Tuesday, June 12, 2012
Anders Walker (St Louis), Revisiting Caron and Tomain on Promoting Scholarship:
I just finished reading Joseph Tomain and Paul Caron's 2001 article, The Associate Dean for Faculty Research Position: Encouraging and Promoting Scholarship. ... Caron and Tomain document steps that Cincinnati took early on to "provide greater institutional support" for their faculty's research efforts. These included a three-tiered workshop program, including a monthly "work-in-progress group" to discuss new projects, a weekly summer workshop to discuss work that "has advanced beyond conception," and finally a "faculty workshop series" where faculty submit actual drafts for review during the course of the academic year.
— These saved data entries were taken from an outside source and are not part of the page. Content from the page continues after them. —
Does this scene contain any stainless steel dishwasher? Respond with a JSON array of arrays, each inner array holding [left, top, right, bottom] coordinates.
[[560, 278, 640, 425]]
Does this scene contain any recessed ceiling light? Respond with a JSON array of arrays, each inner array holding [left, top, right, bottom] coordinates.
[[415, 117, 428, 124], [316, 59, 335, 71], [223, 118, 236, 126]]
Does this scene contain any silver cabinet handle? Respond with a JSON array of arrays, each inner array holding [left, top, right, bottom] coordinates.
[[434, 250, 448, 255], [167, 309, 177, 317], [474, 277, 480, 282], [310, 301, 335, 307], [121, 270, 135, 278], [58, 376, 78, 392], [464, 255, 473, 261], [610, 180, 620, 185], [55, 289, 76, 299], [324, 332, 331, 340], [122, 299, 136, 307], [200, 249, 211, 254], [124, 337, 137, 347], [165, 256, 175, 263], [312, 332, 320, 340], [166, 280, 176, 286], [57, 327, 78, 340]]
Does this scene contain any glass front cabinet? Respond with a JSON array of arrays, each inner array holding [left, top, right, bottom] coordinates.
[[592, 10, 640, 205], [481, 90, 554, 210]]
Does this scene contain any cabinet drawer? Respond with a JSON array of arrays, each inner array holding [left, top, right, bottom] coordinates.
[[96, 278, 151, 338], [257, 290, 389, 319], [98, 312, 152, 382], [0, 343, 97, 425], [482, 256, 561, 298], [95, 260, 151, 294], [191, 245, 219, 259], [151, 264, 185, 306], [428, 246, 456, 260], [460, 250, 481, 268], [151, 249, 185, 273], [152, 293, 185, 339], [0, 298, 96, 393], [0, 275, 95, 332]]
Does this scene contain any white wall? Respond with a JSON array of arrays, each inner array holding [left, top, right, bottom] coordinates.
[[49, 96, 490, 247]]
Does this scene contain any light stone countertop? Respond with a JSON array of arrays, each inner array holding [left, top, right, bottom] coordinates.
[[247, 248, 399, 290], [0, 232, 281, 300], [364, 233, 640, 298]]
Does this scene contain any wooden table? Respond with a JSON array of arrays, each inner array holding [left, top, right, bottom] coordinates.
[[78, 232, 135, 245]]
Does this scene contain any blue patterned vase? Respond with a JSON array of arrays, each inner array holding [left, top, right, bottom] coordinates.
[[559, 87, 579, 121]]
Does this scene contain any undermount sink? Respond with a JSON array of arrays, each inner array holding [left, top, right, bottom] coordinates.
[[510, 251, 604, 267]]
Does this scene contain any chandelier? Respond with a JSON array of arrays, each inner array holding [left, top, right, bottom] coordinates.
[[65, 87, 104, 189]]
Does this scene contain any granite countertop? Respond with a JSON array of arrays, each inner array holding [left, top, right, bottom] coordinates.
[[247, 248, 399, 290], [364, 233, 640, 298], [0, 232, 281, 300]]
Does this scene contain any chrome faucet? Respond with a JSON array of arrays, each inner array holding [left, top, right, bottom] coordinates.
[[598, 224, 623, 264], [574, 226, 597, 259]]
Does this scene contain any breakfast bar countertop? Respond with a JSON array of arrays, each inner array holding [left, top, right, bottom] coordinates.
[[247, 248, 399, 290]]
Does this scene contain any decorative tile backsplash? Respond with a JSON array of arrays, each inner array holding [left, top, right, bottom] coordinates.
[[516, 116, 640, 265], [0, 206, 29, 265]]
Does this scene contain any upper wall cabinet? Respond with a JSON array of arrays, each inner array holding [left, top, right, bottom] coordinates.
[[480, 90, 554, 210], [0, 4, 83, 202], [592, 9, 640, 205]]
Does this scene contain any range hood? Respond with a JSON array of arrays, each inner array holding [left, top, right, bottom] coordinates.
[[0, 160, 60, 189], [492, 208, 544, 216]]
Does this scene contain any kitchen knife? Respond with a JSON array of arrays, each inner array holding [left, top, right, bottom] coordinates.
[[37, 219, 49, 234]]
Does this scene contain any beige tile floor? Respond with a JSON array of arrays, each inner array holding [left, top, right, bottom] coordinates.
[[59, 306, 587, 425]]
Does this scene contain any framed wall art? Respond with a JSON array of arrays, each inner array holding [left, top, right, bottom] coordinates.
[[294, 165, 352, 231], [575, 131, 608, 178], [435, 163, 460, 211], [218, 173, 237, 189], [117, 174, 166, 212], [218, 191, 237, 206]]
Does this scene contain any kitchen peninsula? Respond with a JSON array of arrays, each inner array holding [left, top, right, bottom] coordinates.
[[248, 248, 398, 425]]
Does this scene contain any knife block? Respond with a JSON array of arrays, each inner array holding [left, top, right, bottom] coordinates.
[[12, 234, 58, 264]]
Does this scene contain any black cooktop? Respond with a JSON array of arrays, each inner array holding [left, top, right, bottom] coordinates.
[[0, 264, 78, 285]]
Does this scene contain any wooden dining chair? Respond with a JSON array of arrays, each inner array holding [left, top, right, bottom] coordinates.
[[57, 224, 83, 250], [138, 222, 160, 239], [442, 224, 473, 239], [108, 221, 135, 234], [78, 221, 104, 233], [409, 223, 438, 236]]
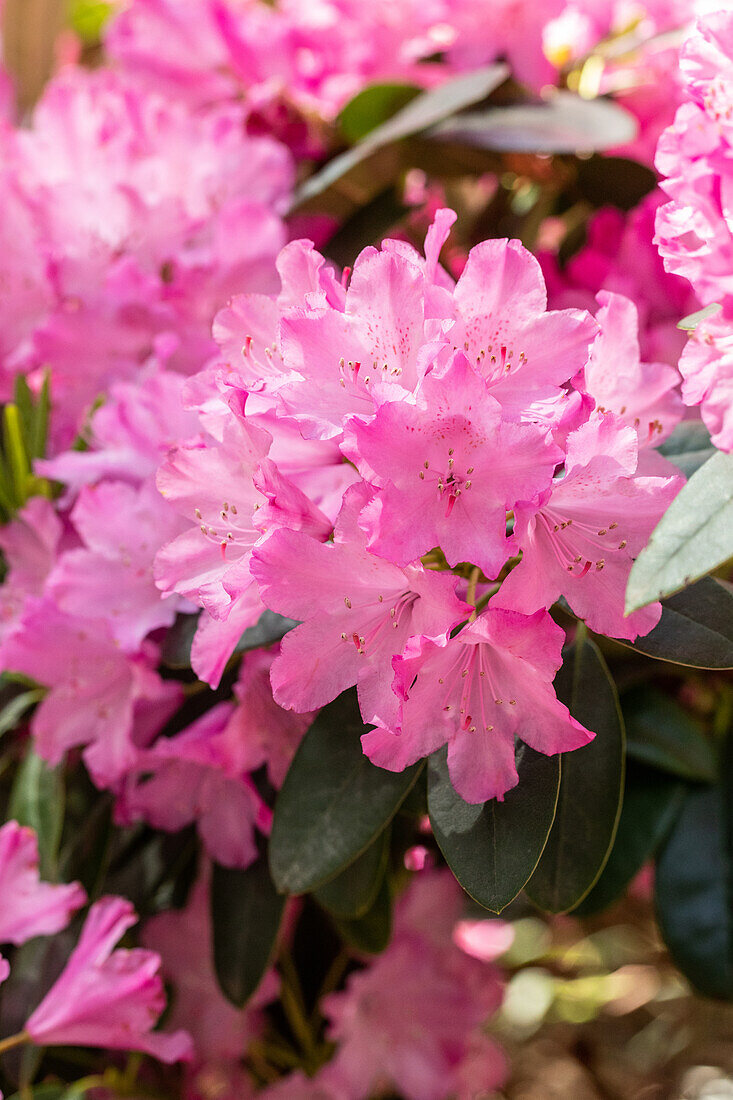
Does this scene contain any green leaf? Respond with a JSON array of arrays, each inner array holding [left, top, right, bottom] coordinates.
[[211, 857, 286, 1008], [677, 302, 722, 331], [430, 91, 637, 153], [525, 639, 625, 913], [292, 63, 509, 208], [8, 747, 64, 878], [427, 744, 560, 914], [574, 155, 656, 212], [314, 827, 389, 920], [655, 759, 733, 999], [7, 1088, 69, 1100], [160, 611, 199, 668], [574, 763, 686, 917], [333, 873, 392, 954], [338, 82, 421, 143], [657, 421, 715, 478], [323, 188, 408, 268], [623, 686, 718, 783], [235, 609, 299, 655], [0, 688, 43, 738], [617, 577, 733, 669], [626, 450, 733, 613], [269, 690, 422, 894]]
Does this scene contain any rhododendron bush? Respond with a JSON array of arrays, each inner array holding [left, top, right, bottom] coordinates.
[[0, 0, 731, 1097]]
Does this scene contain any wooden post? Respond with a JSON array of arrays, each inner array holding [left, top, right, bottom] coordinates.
[[2, 0, 69, 115]]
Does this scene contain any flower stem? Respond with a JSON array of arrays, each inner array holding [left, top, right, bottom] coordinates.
[[0, 1030, 30, 1056], [467, 565, 480, 621]]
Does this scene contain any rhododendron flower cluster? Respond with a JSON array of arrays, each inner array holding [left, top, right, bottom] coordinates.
[[152, 213, 680, 803]]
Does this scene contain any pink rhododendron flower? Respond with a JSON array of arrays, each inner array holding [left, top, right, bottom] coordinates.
[[0, 821, 85, 944], [0, 598, 181, 787], [496, 412, 682, 639], [581, 291, 683, 446], [677, 300, 733, 451], [252, 482, 470, 723], [365, 608, 593, 804], [25, 896, 193, 1062], [48, 480, 186, 651], [353, 350, 562, 578], [319, 869, 507, 1100], [119, 702, 271, 868], [0, 496, 62, 645], [453, 918, 515, 962]]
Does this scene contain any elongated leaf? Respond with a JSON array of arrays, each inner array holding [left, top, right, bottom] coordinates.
[[8, 748, 64, 878], [211, 858, 286, 1008], [617, 577, 733, 669], [626, 450, 733, 612], [525, 639, 625, 913], [658, 421, 715, 478], [293, 63, 509, 207], [338, 82, 421, 143], [431, 91, 637, 153], [315, 827, 389, 920], [235, 609, 299, 655], [333, 874, 392, 954], [624, 686, 717, 783], [0, 688, 42, 738], [160, 611, 199, 668], [269, 690, 422, 894], [655, 762, 733, 999], [428, 745, 560, 914], [574, 763, 686, 916]]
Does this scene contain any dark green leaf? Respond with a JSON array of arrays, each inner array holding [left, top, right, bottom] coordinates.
[[235, 609, 299, 655], [338, 82, 421, 143], [655, 760, 733, 999], [626, 450, 733, 612], [160, 611, 199, 668], [525, 639, 625, 913], [574, 156, 656, 211], [658, 421, 715, 478], [617, 577, 733, 669], [677, 303, 722, 331], [7, 1088, 68, 1100], [333, 873, 392, 954], [314, 827, 389, 920], [323, 188, 408, 268], [574, 763, 686, 916], [0, 688, 42, 738], [624, 686, 717, 783], [430, 91, 637, 153], [211, 857, 286, 1008], [269, 690, 422, 894], [428, 744, 560, 914], [292, 63, 509, 208], [8, 748, 64, 878]]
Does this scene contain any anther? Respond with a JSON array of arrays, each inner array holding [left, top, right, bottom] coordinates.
[[344, 597, 352, 608]]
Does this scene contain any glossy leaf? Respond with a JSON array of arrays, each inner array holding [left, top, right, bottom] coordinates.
[[333, 874, 392, 954], [8, 748, 64, 879], [618, 577, 733, 669], [626, 450, 733, 612], [657, 421, 715, 478], [525, 639, 625, 913], [314, 827, 390, 920], [655, 763, 733, 1000], [292, 63, 509, 207], [427, 744, 560, 914], [235, 609, 299, 655], [0, 688, 42, 738], [211, 857, 286, 1008], [623, 686, 717, 783], [574, 763, 686, 917], [431, 91, 637, 153], [269, 690, 422, 894], [338, 82, 421, 143], [159, 611, 199, 668]]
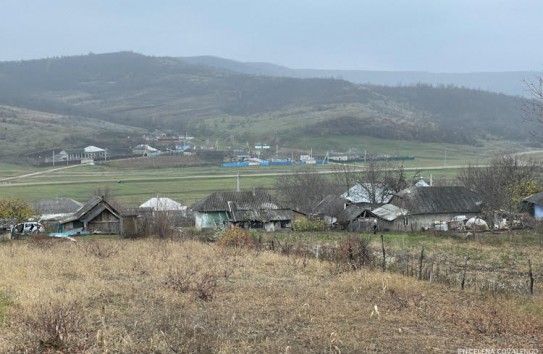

If structured systematically, it seems like such a program might double not simply as a forum for faculty feedback, but an implicit writing schedule. ... Tomain and Caron also endorse a variety of methods for bringing faculty together (they even cite Matasar), including internal listservs, rotating mention of faculty accomplishments in the alumni magazine, and weekly "coffee klatch[es]." That said, the most interesting section of the article comes toward the end, where Tomain and Caron discuss incentives and rewards. "[I]t may well be," they argue, "that a set of incentives recognizes productivity, while a set of rewards recognizes quality." To incentivize scholarship, Cincinnati moved to a scaled summer stipend, or "a range of financial enhancements to their summer stipends." To reward scholarship, Cincinnati implemented two awards, a general award for scholarship "achievement" determined by the Dean, and a separate "Law Review Award," for placement in the "top sixteen law reviews."